Recently at a cocktail party, I met a woman whose husband had died about four years ago. She mentioned him a lot. Not monologues, but frequent references to him — things he’d said, jokes he’d made, his foibles, his likes and dislikes. Some of it was in the past tense and some in the present. Theirs had been a long marriage — over 30 years — and clearly it was still going on.
Here’s another story. A woman I know, also happily married for many decades, was devastated by her husband’s death from cancer. A year later, though still missing her husband, she was surprised to find herself falling deeply in love with an old family friend.
Grief is a lot weirder than we think. It doesn’t follow a logical course or conform to any predictable timetable. Yet we persist in making comments about how other people are doing it. And worse, we are constantly, secretly convinced that because our own grief doesn’t proceed according to our expectations, we must be doing it wrong.
It’s time to get over it. Time to move on. Time to get on with your life. We say these things to and about one another all the time. And we say them to ourselves.
“I don’t seem to be able to get over this,” a friend said of her father’s suicide, which happened just over a year ago.
“That’s because it’s so recent,” I said.
She looked relieved — oh, good, someone got it, she wasn’t crazy — and dismayed: She’d been hoping that maybe it would be over soon.
Like a lot of other people, I was appalled when I read about the American Psychiatric Association’s proposal to identify something called “complicated grief disorder” — intense, acute grief that persists for more than about six months after bereavement.
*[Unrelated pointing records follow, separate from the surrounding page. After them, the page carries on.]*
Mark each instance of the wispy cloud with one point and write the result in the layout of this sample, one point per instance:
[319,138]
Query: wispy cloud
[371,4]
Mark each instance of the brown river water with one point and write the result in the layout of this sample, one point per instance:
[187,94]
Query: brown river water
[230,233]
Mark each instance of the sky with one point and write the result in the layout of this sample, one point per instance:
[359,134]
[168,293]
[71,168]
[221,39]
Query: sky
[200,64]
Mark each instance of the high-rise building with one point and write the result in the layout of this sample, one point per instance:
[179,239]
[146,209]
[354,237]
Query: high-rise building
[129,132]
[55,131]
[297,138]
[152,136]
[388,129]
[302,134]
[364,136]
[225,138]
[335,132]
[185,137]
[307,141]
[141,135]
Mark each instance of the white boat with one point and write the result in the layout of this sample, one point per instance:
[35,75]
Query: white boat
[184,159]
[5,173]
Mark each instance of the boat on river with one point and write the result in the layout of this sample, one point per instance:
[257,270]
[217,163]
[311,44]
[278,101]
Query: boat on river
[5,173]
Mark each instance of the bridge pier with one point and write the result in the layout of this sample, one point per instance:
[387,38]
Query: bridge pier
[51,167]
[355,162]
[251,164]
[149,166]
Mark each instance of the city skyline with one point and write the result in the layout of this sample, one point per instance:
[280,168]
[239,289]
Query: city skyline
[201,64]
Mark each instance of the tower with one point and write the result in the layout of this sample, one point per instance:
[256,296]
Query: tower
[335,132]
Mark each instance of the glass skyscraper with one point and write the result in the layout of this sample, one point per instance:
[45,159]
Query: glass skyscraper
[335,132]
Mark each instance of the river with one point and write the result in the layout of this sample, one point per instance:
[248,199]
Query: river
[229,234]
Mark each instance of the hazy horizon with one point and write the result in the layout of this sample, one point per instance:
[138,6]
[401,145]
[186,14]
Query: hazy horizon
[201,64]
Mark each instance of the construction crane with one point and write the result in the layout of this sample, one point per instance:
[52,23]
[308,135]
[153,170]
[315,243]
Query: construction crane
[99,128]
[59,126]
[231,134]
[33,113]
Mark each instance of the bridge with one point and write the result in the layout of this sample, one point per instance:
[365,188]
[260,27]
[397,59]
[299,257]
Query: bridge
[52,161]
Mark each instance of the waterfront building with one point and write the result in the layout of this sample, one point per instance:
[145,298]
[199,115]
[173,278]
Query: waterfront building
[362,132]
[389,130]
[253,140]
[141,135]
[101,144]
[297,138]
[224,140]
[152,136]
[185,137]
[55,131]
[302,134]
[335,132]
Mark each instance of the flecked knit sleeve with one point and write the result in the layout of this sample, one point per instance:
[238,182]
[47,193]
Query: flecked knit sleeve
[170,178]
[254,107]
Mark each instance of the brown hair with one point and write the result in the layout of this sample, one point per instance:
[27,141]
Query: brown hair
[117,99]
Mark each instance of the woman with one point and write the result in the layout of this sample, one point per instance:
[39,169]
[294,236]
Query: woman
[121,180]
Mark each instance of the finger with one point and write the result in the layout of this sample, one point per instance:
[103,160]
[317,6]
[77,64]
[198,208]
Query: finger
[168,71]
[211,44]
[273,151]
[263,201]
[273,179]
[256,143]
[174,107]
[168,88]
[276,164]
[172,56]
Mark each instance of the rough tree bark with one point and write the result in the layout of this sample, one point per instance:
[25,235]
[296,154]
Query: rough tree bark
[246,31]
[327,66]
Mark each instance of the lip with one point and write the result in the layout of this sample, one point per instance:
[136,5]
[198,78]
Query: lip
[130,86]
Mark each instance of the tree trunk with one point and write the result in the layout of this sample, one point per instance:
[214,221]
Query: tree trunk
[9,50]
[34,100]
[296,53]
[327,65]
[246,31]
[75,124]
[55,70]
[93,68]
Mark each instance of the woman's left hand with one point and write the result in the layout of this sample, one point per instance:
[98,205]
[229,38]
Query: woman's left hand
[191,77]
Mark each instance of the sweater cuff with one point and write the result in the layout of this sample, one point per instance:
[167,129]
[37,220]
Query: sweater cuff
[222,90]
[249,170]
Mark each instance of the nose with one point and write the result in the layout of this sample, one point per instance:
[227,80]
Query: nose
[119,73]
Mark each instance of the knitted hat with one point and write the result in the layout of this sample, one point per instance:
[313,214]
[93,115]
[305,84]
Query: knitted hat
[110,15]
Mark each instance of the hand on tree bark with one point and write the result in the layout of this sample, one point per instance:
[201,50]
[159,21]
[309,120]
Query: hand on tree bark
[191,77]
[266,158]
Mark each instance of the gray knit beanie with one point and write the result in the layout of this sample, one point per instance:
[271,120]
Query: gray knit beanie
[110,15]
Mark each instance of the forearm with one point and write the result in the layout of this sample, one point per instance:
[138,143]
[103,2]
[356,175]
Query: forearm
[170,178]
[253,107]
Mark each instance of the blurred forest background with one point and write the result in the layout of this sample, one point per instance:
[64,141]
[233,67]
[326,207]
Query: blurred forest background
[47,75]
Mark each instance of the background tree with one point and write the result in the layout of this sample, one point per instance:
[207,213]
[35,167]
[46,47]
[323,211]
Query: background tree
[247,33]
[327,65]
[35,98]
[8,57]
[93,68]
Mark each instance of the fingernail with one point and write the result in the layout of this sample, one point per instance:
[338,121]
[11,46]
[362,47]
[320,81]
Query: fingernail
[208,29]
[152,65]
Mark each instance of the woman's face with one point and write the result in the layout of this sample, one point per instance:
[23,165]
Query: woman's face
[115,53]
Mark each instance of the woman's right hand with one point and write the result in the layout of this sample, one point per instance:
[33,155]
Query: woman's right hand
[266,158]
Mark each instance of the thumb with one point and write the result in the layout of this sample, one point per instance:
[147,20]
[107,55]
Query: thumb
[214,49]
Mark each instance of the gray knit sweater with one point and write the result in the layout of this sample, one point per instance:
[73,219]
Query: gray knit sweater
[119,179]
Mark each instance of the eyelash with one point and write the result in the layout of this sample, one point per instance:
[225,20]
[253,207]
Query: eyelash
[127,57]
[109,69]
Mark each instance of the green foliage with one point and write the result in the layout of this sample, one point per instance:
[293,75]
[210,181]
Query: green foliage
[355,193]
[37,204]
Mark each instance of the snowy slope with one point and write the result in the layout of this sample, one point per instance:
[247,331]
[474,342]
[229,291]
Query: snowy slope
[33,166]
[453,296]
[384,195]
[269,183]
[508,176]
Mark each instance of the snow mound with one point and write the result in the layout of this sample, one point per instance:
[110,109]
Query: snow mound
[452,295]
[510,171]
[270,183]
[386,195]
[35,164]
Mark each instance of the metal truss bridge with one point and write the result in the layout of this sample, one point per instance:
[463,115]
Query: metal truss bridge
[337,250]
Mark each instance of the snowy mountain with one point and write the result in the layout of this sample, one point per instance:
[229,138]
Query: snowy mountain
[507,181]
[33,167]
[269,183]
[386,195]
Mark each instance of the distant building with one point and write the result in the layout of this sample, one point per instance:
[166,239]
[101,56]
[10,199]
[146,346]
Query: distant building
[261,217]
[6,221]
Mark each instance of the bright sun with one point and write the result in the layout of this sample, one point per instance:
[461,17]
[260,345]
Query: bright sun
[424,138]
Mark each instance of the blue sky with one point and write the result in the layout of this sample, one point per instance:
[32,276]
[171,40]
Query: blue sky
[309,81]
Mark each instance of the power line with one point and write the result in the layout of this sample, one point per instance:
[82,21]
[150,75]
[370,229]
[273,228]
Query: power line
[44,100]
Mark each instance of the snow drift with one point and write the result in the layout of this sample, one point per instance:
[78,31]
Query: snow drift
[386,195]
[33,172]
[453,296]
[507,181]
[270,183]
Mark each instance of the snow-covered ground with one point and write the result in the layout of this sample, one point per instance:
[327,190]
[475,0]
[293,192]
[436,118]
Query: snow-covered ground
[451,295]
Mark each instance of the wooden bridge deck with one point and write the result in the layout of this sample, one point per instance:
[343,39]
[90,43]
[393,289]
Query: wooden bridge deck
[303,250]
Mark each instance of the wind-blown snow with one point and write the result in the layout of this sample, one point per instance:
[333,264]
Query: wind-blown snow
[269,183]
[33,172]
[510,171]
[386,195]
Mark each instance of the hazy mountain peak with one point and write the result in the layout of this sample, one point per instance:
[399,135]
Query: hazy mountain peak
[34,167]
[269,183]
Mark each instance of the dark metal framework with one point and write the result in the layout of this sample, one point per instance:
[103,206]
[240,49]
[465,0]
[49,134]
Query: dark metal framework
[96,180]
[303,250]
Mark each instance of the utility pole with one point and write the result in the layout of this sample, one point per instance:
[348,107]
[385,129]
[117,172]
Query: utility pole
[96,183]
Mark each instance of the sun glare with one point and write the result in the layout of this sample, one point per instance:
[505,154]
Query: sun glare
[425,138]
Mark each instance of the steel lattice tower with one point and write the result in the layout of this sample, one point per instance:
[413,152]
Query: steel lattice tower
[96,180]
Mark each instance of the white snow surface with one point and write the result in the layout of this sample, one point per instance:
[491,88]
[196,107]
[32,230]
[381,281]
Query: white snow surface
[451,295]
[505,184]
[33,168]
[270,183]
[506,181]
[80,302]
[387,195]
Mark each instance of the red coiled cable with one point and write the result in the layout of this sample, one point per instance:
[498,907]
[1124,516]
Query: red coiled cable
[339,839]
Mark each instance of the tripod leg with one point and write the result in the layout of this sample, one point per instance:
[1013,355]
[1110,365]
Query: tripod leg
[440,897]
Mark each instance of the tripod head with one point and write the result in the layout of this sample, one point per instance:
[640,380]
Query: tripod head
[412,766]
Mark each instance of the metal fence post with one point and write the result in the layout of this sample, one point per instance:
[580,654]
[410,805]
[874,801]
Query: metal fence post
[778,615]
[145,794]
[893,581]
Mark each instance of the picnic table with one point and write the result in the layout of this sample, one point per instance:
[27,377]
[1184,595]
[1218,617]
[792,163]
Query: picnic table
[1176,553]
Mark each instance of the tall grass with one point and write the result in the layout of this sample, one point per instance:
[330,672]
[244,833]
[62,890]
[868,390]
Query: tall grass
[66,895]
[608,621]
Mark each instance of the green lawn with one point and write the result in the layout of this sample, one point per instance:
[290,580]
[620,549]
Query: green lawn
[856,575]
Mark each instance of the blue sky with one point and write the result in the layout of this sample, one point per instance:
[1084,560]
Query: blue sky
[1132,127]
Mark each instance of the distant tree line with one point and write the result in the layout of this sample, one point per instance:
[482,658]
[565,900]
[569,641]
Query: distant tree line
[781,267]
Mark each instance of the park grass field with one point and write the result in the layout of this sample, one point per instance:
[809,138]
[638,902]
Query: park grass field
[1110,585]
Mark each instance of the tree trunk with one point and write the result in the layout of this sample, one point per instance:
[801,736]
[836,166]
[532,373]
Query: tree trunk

The rationale is that since most people get over a death in six months (um, excuse me, but who are these people?), the new diagnosis would allow people who struggle with prolonged grief to get treatment. “Get treatment” presumably means “get insurance to pay for treatment.” Do we really need to pathologize grief and stigmatize mourners in order to pierce the obtuse heart (or heartlessness) of an insurance company?
I asked a psychiatrist to translate the term “intense, acute grief.” He said, “Miss Havisham.” I understood: One end of the spectrum would be someone like the Dickens character, jilted by her fiancé, who spends her life in her tattered, yellowed wedding dress, brooding over the rotten remains of the wedding feast and grieving her lost love by punishing everyone else.
But every grief is different, just as every death and every mourner is different. When my father killed himself in 1991, I sort of kept functioning, and I sort of didn’t. I took care of my son, kept the house going, met my writing deadlines. I also stopped sleeping. I gained 30 pounds. I was numb, and it went on for years. It wouldn’t have helped to be told I had a disorder, or to have what I was feeling labeled as “complicated grief.” I knew damn well it was complicated. I didn’t need anyone judging how long it was taking me to get over it. What I needed was the people — including the psychiatrist — who said, “Of course.”
When my mother died four years ago, after a long illness, the grief was different. It was hard and sad, but it felt straightforward: I missed her.
We shouldn’t pathologize grief; we should let it be whatever it is. I look around at friends who’ve had losses, and I see how long, and how powerfully, many continue to feel grief years later. It doesn’t mean that they’re paralyzed and not going on with their lives. But it does mean that grief can be a continuing presence.
Grief is unpredictable, widely variable, inconsistent. It’s weird because it’s supposed to be weird. We don’t cry when we think we ought to. We keep crying when we think we should be done. We watch the Red Sox game the night after the funeral. We don’t change the sheets for a month. We tell the junk man to take everything. We save an old voice mail for years. We get over it when we accept that we’ll never quite get over it. It takes as long as it takes.